Another limitation of our research is the performance of analyzes in obese patients per se. Obesity is a multifactorial disease, associated with complex metabolic and physiological changes. Adipose tissue is not only fat storage but rather a hormonally active tissue producing cytokines, e.g., adipokines. Our study did not explore which substance or mechanism is responsible for increasing the risk of preeclampsia, placental damage nor blood pressure regulation. The BMI index itself is also is an imperfect indicator for adiposity. The measurement of body composition, including body fat percentage, might identify the obese woman at risk of preeclampsia more accurately.

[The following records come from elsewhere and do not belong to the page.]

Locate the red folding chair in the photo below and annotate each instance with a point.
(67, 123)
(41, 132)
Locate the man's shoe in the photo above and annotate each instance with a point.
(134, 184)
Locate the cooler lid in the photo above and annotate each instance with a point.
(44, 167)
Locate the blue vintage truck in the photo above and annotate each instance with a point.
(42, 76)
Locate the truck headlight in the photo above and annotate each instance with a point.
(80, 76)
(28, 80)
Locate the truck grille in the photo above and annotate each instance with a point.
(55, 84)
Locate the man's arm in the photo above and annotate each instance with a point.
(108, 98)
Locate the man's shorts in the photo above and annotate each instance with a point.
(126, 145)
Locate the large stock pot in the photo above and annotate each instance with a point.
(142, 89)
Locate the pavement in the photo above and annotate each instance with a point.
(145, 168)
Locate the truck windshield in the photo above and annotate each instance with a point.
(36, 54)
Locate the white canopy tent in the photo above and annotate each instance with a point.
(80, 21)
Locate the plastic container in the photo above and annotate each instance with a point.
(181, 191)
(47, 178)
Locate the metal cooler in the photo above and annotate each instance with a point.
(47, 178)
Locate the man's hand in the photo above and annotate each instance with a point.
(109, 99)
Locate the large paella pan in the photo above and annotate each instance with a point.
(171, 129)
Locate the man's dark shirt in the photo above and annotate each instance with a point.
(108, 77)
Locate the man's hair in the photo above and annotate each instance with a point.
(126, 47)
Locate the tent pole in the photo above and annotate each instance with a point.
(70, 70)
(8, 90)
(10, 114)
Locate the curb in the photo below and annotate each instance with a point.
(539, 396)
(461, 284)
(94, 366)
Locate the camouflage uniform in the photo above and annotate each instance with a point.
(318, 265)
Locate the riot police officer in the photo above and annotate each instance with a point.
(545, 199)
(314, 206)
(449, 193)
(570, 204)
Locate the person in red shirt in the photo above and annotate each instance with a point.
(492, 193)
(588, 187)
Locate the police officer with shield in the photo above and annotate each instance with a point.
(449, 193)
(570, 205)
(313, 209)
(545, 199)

In sum, since there is no effective treatment for preeclampsia other than delivery to improve the prenatal care standard, low-dose aspirin prophylaxis is the most useful preventive pharmacologic intervention, especially in pregnant women with obesity.

5. Conclusions

Obesity in preeclampsia is an independent risk factor for placental damage and disturbances in maintaining normal blood pressure. This study found the presence of cell-free fetal DNA in the serum of pregnant women with obesity and preeclampsia to be significantly more common and associated with inefficient hypotensive mechanisms. Understanding the pathomechanism of hypertension in pregnancy is crucial in the development of new therapeutic strategies against preeclampsia.